Gold mining activities not located on Mount Ida, says ruling AKP spokesperson
The ruling Justice and Development Party’s (AKP) spokesperson has refuted reports that gold mining activities which has come under fire were taking place on Mount Ida – or Kaz Mountains – in the northwestern province of Çanakkale, saying they were actually being carried out 40 kilometers from the mountains.
“We are very sensitive about environmental issues in Turkey, including Mount Ida. One of the things we are proud of is the reforestation activities that have been carried out during our government’s rule,” Ömer Çelik said in a press conference on Aug. 7.

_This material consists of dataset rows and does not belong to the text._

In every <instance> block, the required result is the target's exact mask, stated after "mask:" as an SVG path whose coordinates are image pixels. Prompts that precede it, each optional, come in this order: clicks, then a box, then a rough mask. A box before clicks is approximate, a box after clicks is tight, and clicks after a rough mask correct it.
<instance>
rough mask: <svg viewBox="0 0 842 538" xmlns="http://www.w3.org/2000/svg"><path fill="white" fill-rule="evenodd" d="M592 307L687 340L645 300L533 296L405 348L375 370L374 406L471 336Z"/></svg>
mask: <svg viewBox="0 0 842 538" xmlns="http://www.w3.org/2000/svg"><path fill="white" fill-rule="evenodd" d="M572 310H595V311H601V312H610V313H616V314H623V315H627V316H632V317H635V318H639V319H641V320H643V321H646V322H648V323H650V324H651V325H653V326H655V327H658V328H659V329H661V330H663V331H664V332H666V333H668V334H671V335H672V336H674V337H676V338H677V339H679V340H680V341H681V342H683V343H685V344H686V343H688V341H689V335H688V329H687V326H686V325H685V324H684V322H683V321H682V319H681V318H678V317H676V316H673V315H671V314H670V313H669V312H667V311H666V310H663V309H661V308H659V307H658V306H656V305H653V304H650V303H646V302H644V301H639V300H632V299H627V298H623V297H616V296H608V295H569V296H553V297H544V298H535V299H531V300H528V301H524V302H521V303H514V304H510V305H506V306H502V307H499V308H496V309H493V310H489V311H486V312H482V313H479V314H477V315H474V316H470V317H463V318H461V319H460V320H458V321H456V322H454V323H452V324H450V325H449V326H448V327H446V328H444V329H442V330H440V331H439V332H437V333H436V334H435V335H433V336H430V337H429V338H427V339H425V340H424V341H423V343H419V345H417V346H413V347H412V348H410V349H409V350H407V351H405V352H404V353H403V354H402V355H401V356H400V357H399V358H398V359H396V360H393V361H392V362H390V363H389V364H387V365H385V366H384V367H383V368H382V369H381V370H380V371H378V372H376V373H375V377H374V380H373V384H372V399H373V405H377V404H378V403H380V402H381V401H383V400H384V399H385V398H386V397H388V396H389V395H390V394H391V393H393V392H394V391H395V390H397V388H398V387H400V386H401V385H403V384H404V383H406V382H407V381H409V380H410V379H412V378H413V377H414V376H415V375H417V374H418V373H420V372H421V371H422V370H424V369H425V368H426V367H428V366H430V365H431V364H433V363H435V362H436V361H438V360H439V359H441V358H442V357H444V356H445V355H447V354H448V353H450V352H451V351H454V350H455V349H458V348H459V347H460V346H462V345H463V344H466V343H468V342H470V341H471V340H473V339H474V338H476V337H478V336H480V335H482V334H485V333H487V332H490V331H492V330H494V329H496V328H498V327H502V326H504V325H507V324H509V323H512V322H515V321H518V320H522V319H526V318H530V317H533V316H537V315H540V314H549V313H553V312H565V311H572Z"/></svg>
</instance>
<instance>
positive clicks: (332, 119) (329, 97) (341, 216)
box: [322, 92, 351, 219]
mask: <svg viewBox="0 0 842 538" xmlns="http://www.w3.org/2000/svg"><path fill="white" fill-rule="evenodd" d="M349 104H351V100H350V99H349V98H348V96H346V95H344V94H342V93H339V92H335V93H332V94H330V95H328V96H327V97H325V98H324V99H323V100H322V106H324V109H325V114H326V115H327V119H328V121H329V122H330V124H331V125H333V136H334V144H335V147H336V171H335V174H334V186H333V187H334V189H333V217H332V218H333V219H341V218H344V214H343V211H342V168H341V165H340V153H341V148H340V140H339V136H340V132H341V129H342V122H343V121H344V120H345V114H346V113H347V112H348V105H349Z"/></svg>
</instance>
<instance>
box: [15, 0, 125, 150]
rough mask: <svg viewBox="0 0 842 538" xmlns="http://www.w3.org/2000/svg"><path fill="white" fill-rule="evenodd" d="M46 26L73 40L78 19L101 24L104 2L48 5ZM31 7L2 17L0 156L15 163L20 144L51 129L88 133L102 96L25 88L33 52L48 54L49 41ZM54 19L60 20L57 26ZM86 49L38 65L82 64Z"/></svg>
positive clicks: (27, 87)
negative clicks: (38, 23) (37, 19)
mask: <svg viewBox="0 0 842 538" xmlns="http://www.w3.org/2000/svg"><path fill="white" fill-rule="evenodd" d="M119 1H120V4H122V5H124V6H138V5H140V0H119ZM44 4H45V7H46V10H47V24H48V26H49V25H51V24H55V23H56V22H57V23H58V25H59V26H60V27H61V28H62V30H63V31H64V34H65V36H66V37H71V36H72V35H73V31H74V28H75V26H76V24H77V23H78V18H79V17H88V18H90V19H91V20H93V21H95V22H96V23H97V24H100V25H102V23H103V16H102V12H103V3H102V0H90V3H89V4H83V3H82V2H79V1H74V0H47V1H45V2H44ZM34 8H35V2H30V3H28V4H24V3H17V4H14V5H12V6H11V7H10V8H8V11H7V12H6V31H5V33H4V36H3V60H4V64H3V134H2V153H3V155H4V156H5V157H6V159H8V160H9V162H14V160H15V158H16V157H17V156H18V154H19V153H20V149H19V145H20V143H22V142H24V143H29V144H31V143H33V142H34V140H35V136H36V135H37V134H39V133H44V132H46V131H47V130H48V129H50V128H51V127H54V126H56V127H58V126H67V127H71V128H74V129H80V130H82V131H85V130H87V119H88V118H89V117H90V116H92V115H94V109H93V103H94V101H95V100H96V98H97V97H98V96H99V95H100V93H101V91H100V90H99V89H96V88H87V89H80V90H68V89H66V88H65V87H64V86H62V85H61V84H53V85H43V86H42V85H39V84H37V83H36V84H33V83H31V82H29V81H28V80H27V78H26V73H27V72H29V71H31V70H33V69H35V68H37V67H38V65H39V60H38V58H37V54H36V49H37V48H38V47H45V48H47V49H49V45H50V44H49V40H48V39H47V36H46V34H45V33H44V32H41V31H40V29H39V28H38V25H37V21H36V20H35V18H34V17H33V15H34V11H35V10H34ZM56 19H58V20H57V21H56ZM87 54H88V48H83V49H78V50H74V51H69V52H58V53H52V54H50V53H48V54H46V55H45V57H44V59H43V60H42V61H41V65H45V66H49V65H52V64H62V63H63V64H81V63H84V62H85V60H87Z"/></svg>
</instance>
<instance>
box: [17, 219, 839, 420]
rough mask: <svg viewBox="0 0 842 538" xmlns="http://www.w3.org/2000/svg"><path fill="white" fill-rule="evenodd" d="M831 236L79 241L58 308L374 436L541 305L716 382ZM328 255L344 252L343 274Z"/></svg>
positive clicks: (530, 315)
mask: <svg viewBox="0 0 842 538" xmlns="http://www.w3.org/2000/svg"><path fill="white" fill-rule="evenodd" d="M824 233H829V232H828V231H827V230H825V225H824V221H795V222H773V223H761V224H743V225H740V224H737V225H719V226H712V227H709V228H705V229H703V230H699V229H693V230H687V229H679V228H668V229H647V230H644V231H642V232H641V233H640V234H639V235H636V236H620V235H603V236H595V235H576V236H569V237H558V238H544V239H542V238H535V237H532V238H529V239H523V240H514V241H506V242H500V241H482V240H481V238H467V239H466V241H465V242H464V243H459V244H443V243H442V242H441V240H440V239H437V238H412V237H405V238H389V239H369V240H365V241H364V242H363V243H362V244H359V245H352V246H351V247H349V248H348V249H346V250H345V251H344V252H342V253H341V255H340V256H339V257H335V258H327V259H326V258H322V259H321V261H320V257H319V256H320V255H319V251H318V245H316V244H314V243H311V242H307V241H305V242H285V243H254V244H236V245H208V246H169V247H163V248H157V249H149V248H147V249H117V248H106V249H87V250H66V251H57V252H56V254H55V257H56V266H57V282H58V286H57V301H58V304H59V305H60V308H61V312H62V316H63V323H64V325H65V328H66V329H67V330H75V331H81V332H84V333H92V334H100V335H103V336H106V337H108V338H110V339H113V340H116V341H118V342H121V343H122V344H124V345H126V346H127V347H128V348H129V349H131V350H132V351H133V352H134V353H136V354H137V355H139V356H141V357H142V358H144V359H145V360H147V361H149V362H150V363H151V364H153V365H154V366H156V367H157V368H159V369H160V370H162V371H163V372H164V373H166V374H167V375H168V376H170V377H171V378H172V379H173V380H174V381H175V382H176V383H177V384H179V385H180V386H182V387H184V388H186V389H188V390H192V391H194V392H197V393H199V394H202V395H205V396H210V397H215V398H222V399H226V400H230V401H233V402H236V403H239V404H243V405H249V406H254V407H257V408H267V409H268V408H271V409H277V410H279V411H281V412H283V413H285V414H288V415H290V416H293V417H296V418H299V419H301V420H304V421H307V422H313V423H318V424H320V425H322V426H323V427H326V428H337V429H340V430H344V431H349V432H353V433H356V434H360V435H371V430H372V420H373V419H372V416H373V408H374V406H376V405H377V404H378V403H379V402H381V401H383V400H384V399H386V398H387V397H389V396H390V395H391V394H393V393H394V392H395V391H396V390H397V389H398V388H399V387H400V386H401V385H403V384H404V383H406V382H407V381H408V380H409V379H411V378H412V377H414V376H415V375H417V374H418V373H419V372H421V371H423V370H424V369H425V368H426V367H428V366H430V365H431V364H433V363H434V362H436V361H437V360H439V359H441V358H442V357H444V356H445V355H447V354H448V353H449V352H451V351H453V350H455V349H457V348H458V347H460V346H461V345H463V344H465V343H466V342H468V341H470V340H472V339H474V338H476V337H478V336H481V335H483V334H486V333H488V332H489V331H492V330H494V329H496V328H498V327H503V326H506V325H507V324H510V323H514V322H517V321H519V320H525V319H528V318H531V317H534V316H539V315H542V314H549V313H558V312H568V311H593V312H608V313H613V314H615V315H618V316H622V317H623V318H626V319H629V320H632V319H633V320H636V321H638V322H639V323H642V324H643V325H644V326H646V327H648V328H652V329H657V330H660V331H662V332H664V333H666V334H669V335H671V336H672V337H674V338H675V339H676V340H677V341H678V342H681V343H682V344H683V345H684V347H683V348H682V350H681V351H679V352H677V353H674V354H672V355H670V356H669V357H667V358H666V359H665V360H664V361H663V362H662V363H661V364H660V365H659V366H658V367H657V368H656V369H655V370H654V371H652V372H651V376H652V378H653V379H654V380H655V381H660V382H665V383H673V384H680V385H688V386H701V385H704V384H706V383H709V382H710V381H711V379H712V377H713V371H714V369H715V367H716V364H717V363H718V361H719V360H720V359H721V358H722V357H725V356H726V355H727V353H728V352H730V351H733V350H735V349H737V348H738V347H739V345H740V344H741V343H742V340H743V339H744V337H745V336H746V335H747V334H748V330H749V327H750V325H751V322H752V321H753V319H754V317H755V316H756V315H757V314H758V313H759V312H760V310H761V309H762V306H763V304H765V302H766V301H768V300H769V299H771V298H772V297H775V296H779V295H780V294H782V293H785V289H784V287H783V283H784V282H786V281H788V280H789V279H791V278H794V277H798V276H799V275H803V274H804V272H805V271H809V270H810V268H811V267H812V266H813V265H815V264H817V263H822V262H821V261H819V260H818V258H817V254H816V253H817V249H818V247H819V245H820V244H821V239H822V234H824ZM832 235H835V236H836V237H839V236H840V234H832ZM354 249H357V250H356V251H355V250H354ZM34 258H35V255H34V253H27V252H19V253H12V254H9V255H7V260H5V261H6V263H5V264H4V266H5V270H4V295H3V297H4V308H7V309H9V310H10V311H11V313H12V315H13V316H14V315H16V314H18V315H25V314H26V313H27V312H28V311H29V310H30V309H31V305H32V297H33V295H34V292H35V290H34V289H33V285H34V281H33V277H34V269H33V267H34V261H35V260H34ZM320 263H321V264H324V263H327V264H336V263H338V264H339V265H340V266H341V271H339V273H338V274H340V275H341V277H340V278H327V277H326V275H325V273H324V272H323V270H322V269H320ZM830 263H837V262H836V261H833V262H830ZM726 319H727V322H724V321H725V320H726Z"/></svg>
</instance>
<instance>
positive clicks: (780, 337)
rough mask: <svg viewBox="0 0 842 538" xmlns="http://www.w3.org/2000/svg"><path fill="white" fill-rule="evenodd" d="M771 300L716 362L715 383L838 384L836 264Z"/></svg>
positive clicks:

Gold mining activities on Mount Ida and the reported deforestation of tens of thousands of trees drew nationwide outcry over what activists call the “massacre of nature.”
“It is an obvious lie that the mentioned mine is in Mount Ida. There is a 40-kilometer distance [between the mine and the mountain]. The [mine] is not in Mount Ida,” he said.
Çelik added that the trees cut down in the area for mining activities were compensated by saplings planted in the same numbers.
But activists say the firm overseeing the gold mining activities cut down four times the number of trees than it declared in an environmental impact report.
Çelik said 14,000 saplings were planted in return for 13,000 trees cut down.
“We will not allow anything breaching the environmental impact assessment report to happen,” he said. “Just this year, more than 2.5 million saplings have been planted in Çanakkale.”
Alamos Gold Inc., the Canadian company which has been carrying out the mining, is liable for reforestation, as part of the contract, after its activities conclude, Çelik added.
“According to the contract of [Alamos Gold Inc.], reforestation works will be carried out once the [mining] activities are concluded,” added.
The AKP spokesperson also stressed that necessary permissions to carry out such activities were granted in 2001, before the ruling party came to power.
Çelik also underlined that “it is out of question” that the company is searching for gold with cyanide. Many experts support this, he said.
Measures will be taken for cyanide: Alamos CEO
Cyanide will be used during extraction, and necessary precautions are being taken to prevent any leakage, John McCluskey, the chief executive of Alamos Gold, told Reuters on Aug. 6.
“Not only do we make that impossible, if we didn’t make that impossible we shouldn’t even start because by the time you’ve added the cyanide to the process it’s because there is gold there. And if you lose the cyanide, you lose the gold,” he said.
“We have one impervious membrane and underneath that is another impervious membrane. In between the two layers, we have a leak detection system,” he added.
Regarding the cutting down of trees that stirred outrage nationwide, McClusky said reforestation will be done by the company whose money has already been paid.
“We’ve already paid for it. What you have to appreciate is that as part of the forestry permit, we have paid about $5 million for those permits. A big component of that fee is to pay for reforestation,” he said.
“In six-and-a-half years, the whole focus of this area will be to replant. And in a decade, maybe a bit more than that, it will look like a forest again,” he added.